Incoherent, vulnerable and timorous… Energy Europe in the Russian trap

Incoherent vulnerable and timorous Energy Europe in the Russian trap

No less than 98 billion euros. This is the sum that the European Union paid to the Russian Federation during the first hundred days of the invasion of Ukraine. Prisoner of its dependence on Russian gas and oil, Europe finds itself at the forefront of financiers of the war effort against a Ukraine that it nevertheless claims to support. This tragedy is all the more cruel in that it highlights the inconsistency and pusillanimity of the European position. Worse, it reveals the vulnerability of the Union in the face of the Russian rentier economy, reinforced by the surge in the price of fossil fuels since the beginning of the conflict – and this, despite Western sanctions.

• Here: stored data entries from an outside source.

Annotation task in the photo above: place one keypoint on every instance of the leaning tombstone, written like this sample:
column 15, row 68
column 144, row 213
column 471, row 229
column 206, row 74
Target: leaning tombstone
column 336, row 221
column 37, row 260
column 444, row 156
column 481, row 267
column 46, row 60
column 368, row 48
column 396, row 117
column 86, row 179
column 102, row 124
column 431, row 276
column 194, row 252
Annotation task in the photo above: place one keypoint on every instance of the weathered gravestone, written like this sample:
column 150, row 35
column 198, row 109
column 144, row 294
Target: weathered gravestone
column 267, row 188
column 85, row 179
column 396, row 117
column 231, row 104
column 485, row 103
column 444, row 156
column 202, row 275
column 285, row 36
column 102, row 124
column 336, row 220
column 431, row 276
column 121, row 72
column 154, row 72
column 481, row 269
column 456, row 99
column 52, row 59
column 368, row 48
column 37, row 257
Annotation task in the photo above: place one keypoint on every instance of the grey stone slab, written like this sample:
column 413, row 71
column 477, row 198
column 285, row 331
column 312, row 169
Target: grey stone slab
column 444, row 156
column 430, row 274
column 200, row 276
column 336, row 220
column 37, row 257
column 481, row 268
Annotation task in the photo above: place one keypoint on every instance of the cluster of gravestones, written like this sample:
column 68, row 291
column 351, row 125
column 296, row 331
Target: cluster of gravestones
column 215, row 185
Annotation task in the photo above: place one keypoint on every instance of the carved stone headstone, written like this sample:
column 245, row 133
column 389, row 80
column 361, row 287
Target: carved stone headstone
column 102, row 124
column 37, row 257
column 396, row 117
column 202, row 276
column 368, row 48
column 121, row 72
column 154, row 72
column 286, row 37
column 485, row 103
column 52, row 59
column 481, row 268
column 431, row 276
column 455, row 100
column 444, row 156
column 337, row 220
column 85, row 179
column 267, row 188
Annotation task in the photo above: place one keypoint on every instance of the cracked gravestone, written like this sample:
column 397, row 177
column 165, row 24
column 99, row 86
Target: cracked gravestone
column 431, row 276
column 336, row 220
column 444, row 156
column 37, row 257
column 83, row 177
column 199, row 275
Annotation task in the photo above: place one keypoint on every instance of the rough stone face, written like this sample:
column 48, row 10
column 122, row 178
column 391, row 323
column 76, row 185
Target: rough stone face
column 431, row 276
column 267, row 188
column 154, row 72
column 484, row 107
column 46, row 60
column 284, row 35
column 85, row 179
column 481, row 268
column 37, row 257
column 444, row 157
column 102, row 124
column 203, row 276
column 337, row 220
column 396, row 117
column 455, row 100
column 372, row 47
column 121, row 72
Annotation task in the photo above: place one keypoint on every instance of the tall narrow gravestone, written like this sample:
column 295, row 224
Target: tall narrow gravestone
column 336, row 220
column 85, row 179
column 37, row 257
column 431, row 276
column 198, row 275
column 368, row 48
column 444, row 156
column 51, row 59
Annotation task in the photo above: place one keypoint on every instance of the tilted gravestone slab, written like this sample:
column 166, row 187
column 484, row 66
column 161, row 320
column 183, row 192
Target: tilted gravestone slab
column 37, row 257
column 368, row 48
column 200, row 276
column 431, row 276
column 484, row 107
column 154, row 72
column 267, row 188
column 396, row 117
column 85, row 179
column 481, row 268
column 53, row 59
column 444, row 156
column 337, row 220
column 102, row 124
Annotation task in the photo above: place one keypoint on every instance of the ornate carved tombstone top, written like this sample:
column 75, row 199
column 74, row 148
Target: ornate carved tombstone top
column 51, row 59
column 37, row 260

The invasion of Ukraine underlined more clearly than any other oil shock our extreme dependence on fossil fuels. Our only significant domestic resources, the oil and gas fields of the North Sea, passed their production peak in 1999. Since then, the European Union’s energy independence has continued to deteriorate, with the consequences that the we know: deterioration in the trade balance, loss of strategic autonomy in the face of authoritarian regimes in Russia and the Gulf.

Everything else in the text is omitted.